IS are one of the most brutal terrorist organisations in modern world history, which is a hideous historical achievement given the savagery that there has been in many parts of the world in different times in recent centuries.
Few regimes, wherever they have been based or whatever the time, however, have stooped to horrors such as cutting off the heads of chosen victims slowly with knives, while they are awake.
IS have also used their ‘caliphate’ as the base from which to plan and order terror attacks on the western world that have been equally depraved, and aimed at slaughtering as many ‘infidel’ civilians as possible.
It is important news that Raqqa seems now to have been liberated from the grip of IS.
This is, people around the world will hope, the beginning of the end of a dark age for the city and the area around it.
But there is much more to do to fight this terrible organisation in its other strongholds in Iraq and Syria.
Since the ill fated allied invasion of Iraq in 2003 there has been intense debate about the merit of western involvement in overseas conflict.
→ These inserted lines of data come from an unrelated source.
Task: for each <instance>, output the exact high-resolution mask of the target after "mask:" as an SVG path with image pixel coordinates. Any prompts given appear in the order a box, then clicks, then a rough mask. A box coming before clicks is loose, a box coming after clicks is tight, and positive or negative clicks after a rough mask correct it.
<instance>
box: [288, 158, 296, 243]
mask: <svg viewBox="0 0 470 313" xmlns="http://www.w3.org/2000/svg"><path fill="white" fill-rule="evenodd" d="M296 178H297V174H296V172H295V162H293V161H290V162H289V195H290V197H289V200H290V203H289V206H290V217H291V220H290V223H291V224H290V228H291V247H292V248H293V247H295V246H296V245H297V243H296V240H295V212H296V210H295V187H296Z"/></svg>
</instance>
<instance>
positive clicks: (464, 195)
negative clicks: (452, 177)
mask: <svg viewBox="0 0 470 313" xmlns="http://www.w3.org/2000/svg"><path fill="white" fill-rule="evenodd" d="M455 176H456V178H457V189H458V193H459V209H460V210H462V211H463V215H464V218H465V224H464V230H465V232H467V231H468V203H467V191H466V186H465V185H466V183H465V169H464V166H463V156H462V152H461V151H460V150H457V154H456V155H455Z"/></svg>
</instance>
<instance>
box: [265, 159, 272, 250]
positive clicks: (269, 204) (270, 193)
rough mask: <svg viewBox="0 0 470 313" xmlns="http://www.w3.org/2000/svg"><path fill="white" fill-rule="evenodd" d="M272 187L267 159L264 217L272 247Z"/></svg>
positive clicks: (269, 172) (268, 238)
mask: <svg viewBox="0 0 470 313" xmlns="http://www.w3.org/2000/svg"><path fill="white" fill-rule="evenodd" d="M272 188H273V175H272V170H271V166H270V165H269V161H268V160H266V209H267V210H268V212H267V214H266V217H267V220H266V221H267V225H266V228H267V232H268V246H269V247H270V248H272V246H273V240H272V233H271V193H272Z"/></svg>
That debate is far from resolved, as President Donald Trump steps up American involvement in Afghanistan for example.
But one thing does seem clear from the rise of a group as dangerous as Islamic State: it will not be feasible for Europe and the United States to stand entirely aloof from what is happening in Syria and the countries around it. When whole territories are ceded to organisations such as IS or the Taleban, there is a risk that the regions they control will be used as a base to orchestrate large scale international terror attacks.
This is a worrying time for the world, but perhaps the long suffering people of Raqqa will now enjoy some relief from their agony.